It says in the article that he was asked by readers to do a Lisa Su interview. The headline is a little misleading, they don't talk much about technological problems. The interview is a soft light tour of her career and a few attempts to get her to talk about the present day business. Interviews with someone like Musk or Jensen are much more technically intense.

Honestly this interview feels bearish for AMD. Su's performance is not good. Thompson repeatedly pushes her to reflect on past mistakes, but it's just not happening. The reason why AMD has fallen so far behind NVIDIA shine through clear as day and it doesn't look like it's going to get fixed anytime soon.

Su's problem and therefore AMD's problem is that she doesn't want to think about software at all. Hardware is all she knows and she states that openly. Nor does she seem to consider this a weakness. The problem goes back to the very start of her career. The interview opens with Thompson saying she faced a choice between computer science and electronics engineering at MIT, and she picked EE because it was harder. Is that true? She's nowhere in AI due to lack of sufficient skilled devs so now would be a good time to talk up the importance of software, but no, she laughs and says sure! CS seemed easy to her because you "just" write software instead of "building things", whereas in electronics your stuff "has to work". End of answer.

He tries to get a comment on the (in hindsight) not great design tradeoffs made by the Cell processor, which was hard to program for and so held back the PS3 at critical points in its lifecycle. It was a long time ago so there's been plenty of time to reflect on it, yet her only thought is "Perhaps one could say, if you look in hindsight, programmability is so important". That's it! In hindsight, programmability of your CPU is important! Then she immediately returns to hardware again, and saying how proud she was of the leaps in hardware made over the PS generations.

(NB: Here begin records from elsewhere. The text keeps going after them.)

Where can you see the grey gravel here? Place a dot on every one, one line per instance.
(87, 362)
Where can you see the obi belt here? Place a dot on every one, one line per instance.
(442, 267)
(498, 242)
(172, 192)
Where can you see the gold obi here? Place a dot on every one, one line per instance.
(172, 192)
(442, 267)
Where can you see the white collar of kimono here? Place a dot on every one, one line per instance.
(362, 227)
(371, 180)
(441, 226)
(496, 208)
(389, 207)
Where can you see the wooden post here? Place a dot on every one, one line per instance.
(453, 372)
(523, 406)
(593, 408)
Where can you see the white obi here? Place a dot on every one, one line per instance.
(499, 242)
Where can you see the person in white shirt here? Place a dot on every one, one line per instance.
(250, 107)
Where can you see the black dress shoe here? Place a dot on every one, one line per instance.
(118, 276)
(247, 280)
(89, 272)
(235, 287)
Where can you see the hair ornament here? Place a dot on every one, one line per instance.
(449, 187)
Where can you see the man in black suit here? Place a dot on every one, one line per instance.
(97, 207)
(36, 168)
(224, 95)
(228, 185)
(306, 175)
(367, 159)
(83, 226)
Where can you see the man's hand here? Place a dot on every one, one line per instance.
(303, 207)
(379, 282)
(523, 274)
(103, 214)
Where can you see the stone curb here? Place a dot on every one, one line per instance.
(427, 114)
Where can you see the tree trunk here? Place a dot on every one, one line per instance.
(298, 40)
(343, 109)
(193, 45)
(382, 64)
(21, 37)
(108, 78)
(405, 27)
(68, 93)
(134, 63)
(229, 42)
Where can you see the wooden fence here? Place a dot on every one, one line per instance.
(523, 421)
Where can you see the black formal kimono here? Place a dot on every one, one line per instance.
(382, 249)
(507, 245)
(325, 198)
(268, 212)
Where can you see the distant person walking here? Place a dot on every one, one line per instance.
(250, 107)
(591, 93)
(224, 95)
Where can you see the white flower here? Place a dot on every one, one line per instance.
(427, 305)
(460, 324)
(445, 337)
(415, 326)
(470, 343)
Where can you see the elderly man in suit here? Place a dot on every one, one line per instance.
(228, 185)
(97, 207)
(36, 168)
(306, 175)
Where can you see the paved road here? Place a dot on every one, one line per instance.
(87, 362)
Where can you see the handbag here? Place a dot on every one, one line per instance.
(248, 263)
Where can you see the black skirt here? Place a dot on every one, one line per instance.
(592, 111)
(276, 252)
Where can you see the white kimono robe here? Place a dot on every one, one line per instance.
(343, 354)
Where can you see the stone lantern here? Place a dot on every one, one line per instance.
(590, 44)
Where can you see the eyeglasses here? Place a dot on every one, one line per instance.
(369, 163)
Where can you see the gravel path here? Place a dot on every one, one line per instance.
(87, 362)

He asks her if she'd stayed at IBM and taken over there, would she have avoided Gerstner's mistake of ignoring the cloud? Her answer is "I don’t know that I would’ve been on that path. I was a semiconductor person, I am a semiconductor person." - again, she seems to just reject on principle the idea that she would think about software, networking or systems architecture because she defines herself as an electronics person.

Later Thompson tries harder to ram the point home, asking her "Where is the software piece of this? You can’t just be a hardware cowboy ... What is the reticence to software at AMD and how have you worked to change that?" and she just point-blank denies AMD has ever had a problem with software. Later she claims everything works out of the box with AMD and seems to imply that ROCm hardly matters because everyone is just programming against PyTorch anyway!

The final blow comes when he asks her about ChatGPT. A pivotal moment that catapults her competitor to absolute dominance, apparently catching AMD unaware. Thompson asks her what her response was. Was she surprised? Maybe she realized this was an all hands to deck moment? What did NVIDIA do right that you missed? Answer: no, we always knew and have always been good at AI. NVIDIA did nothing different to us.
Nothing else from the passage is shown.